Notebook

	FREYA WP2 User Story 2	As a software author, I want to be able to see the citations of my software aggregated across all versions, so that I see a complete picture of reuse.

Software development process involves versioned releases. Consequently, different software versions may be used for scientific discovery and thus referenced in publications.

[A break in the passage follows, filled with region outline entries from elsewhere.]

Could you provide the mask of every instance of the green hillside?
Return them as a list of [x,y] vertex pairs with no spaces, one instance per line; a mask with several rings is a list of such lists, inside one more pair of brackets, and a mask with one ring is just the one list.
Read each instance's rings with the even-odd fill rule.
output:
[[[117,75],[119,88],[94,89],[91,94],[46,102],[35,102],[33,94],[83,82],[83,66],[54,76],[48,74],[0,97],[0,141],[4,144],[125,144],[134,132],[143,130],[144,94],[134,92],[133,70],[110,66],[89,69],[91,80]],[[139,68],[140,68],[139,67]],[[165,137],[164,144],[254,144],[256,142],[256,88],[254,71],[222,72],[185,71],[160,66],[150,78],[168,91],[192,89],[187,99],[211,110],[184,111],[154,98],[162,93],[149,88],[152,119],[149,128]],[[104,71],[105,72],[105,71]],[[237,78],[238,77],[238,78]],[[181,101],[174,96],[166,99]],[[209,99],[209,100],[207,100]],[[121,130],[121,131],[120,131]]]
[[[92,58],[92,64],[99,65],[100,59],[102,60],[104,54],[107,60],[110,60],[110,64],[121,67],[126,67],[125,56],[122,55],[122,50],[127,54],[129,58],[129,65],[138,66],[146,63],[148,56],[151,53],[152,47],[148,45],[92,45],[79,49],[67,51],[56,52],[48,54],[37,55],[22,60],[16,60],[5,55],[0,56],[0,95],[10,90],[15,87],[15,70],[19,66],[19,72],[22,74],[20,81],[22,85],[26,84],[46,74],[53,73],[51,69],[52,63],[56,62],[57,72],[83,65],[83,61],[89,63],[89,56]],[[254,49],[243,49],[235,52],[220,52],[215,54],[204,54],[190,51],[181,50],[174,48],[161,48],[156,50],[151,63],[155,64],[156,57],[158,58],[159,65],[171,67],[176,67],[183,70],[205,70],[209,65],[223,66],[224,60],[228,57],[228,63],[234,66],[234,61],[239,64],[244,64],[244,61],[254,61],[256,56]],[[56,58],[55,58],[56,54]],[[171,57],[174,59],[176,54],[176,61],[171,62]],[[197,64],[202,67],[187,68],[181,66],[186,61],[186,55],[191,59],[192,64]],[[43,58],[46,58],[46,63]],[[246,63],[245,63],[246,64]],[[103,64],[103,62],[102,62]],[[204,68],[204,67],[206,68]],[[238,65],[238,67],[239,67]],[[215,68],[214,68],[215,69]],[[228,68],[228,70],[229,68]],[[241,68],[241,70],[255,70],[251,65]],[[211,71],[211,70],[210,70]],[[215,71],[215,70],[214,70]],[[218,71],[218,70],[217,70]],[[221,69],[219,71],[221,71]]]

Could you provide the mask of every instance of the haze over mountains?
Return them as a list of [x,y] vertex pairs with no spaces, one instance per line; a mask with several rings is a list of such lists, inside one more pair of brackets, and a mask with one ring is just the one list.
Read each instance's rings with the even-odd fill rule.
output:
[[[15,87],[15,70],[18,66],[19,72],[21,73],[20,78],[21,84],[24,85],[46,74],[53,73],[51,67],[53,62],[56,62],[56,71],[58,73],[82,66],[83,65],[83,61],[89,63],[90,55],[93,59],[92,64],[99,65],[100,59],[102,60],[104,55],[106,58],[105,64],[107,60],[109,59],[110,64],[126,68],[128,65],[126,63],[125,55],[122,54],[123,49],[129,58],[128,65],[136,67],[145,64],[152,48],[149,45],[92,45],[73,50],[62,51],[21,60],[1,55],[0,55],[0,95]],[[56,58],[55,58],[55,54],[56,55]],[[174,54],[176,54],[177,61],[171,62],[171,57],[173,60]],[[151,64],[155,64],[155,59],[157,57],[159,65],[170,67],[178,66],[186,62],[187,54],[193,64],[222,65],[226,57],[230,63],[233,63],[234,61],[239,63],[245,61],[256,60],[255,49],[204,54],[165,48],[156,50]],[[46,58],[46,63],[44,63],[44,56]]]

In order to quantify impact of a software, its author must be able to capture the reuse of the software across all its versions.

This notebook uses the DataCite GraphQL API to retrieve metadata about software titled: Calculation Package: Inverting topography for landscape evolution model process representation, including all its versions, so that its overall reuse can be quantified.

Goal: By the end of this notebook, for a given software you should be able to display:

Counts of citations, views and downloads metrics, aggregated across all versions of the software
An interactive stacked bar plot showing how the metric counts of each version contribute to the corresponding aggregated metric counts, e.g.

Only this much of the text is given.